Slate on Rockonomics [6:46 pm]
Rockonomics and Its Uses - Finally, economic proof of Elton John’s genius!
In recent years, economists have been drawn to the music industry like lawyers to a car wreck. Napster, Grokster, digital sampling, and Chinese piracy have thrown the industry into chaos. Economists have realized it’s the best place to study what happens when new technologies disrupt established industries. They have also realized it’s really fun.
[...] Why are Cher concerts so expensive? How have falling record sales and the rise of downloading affected big-name stars? And what’s the deal with scalping?
[...] Rockonomics has its limits. Numbers can only tell us so much about a singer’s appeal. And there are questions about the consumer behavior surrounding popular music that not even all the Beautiful Minds assembled at Princeton could begin to attack. Celine Dion, for example, outearned Rod Stewart in the rockonomics survey. Krueger and Connolly asked, “On what objective, cardinal metric is Celine Dion only slightly more talented than Rod Stewart?” Hey, the economist who can find some “objective, cardinal metric” that proves Celine Dion possesses any talent at all should be nominated for a Nobel Prize.
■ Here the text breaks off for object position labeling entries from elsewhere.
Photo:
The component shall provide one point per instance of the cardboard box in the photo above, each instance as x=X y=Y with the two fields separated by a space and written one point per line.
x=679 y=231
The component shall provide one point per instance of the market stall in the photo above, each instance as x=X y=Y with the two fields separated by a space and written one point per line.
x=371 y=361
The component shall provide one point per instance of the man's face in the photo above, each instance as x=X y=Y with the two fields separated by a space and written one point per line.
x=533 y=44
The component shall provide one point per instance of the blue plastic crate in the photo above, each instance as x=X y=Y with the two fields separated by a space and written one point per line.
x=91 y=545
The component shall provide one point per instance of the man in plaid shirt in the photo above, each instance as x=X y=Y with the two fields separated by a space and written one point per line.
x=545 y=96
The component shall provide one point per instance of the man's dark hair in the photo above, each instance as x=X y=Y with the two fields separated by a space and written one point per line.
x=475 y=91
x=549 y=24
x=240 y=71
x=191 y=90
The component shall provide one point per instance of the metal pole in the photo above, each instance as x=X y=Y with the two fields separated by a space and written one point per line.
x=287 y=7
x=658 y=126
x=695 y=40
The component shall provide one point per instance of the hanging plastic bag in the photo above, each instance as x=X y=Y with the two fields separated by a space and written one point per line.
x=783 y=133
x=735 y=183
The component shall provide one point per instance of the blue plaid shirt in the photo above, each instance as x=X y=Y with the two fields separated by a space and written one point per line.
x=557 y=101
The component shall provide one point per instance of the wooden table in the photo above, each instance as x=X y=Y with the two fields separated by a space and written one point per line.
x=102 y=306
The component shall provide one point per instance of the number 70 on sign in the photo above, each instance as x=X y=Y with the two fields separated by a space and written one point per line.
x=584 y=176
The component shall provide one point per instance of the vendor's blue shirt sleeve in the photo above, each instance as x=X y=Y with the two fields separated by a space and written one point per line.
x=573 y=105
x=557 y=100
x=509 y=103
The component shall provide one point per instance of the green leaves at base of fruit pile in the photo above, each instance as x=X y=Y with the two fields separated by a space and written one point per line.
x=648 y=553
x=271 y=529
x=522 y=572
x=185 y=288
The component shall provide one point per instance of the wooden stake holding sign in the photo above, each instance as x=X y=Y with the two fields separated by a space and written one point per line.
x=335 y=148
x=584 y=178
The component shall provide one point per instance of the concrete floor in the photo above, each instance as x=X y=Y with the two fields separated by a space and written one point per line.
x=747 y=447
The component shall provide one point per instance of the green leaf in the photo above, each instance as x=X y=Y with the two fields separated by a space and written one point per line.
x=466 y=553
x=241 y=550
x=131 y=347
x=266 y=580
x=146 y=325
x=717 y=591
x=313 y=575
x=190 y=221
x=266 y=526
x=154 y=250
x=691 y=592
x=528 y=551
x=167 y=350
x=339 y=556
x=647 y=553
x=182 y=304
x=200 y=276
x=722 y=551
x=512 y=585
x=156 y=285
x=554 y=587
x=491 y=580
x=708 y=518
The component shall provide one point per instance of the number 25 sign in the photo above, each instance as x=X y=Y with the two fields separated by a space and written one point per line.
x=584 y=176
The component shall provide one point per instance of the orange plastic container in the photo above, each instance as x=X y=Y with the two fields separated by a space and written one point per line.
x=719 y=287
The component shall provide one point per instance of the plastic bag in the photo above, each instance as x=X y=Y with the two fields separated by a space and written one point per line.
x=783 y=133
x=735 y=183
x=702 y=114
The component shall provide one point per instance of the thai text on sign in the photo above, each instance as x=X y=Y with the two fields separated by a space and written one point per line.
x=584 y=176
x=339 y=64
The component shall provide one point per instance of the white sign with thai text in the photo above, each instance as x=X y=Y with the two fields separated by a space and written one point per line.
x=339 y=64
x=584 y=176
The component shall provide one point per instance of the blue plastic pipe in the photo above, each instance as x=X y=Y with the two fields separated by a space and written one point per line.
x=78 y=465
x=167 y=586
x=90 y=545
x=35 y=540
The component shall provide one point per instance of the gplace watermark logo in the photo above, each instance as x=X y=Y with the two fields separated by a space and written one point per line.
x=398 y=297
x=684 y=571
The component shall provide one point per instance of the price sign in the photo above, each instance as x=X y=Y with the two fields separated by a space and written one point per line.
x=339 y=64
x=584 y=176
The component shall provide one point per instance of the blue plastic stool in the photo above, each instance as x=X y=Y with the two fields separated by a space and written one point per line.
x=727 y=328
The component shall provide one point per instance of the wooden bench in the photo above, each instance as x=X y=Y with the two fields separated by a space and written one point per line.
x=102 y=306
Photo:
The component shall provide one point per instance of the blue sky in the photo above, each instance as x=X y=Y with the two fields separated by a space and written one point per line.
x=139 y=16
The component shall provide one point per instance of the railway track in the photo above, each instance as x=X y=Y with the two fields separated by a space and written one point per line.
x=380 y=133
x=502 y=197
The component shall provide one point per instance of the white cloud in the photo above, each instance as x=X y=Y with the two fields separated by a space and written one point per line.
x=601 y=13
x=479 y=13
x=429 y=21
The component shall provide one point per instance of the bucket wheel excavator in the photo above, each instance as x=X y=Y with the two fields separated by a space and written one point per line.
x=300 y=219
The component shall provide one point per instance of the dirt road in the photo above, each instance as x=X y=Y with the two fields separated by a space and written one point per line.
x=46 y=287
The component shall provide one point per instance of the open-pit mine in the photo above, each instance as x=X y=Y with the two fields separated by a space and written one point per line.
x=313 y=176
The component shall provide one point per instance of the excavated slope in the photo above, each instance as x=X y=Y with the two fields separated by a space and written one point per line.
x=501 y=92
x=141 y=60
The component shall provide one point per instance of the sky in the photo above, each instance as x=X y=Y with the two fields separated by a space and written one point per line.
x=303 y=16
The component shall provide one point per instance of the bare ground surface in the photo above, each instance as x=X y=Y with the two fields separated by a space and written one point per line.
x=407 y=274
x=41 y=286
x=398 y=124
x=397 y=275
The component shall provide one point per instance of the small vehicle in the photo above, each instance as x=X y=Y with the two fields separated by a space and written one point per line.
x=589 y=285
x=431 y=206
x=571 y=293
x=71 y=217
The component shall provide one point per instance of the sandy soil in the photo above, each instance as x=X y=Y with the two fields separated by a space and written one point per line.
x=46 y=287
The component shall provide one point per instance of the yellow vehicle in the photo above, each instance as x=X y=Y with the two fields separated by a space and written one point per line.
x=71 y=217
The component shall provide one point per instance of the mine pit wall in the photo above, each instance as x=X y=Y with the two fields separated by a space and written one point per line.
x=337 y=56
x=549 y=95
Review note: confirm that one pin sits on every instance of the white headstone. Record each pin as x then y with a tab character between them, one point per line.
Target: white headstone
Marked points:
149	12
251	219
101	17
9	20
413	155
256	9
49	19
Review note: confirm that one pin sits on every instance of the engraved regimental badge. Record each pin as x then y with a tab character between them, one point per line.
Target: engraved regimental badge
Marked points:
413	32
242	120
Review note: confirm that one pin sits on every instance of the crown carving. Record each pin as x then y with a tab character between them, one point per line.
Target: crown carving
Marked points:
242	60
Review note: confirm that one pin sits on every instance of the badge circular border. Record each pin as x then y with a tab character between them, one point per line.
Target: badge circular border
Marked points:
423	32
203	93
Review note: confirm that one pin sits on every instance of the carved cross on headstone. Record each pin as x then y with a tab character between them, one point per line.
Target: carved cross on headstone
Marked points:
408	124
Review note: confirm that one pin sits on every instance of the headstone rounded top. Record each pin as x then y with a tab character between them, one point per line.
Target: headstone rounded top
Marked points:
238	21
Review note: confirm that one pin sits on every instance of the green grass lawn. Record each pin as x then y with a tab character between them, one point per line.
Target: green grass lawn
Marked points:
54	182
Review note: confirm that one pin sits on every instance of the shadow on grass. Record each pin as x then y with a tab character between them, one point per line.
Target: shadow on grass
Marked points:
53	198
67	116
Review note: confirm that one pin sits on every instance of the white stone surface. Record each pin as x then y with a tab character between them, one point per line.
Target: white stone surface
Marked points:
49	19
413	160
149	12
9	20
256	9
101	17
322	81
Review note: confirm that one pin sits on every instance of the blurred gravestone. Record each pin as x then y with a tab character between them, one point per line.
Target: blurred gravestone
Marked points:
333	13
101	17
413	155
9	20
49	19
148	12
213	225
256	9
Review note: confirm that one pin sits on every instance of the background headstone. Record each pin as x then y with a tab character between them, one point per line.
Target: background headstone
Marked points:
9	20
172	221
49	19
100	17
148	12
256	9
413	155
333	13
The paper in question: Rockonimics: The Economics of Popular Music
Abstract
This paper considers economic issues and trends in the rock and roll industry, broadly defined. The analysis focuses on concert revenues, the main source of performers’ income. Issues considered include: price measurement; concert price acceleration in the 1990s; the increased concentration of revenue among performers; reasons for the secondary ticket market; methods for ranking performers; copyright protection; and technological change.
More interestingly, the section on file sharing cites a paper I need to find:
Gayer and Shy (2004) present a model of an artist and her publisher, and show that the artist’s revenues are greater under file sharing since the more revenue comes from live concerts, which get better publicity from the distribution of songs on P2P networks.
The cite: Gayer, Amit and Oz Shy (2004), “Publishers, Artists, and Copyright Enforcement“, Unpublished paper (Department of Economics, University of Haifa).
Lots of cool math to work through, but here’s the closing paragraph, with some familiar thoughts:
This short paper highlights the fact that the recent wave of litigations against individuals who illegally use copyrighted material may not be to the best interest of the artists whose recordings are being pirated. Alternatively, artists should reconsider whether to surrender their copyrights to publishers when signing a recording contract. In view of the present model, artists may be better off by signing an exclusive recording contract with one publisher while not surrendering their copyrights. Under this arrangement, the artists themselves will make the decision whether and to what extend enforcement of their intellectual property should be pursued.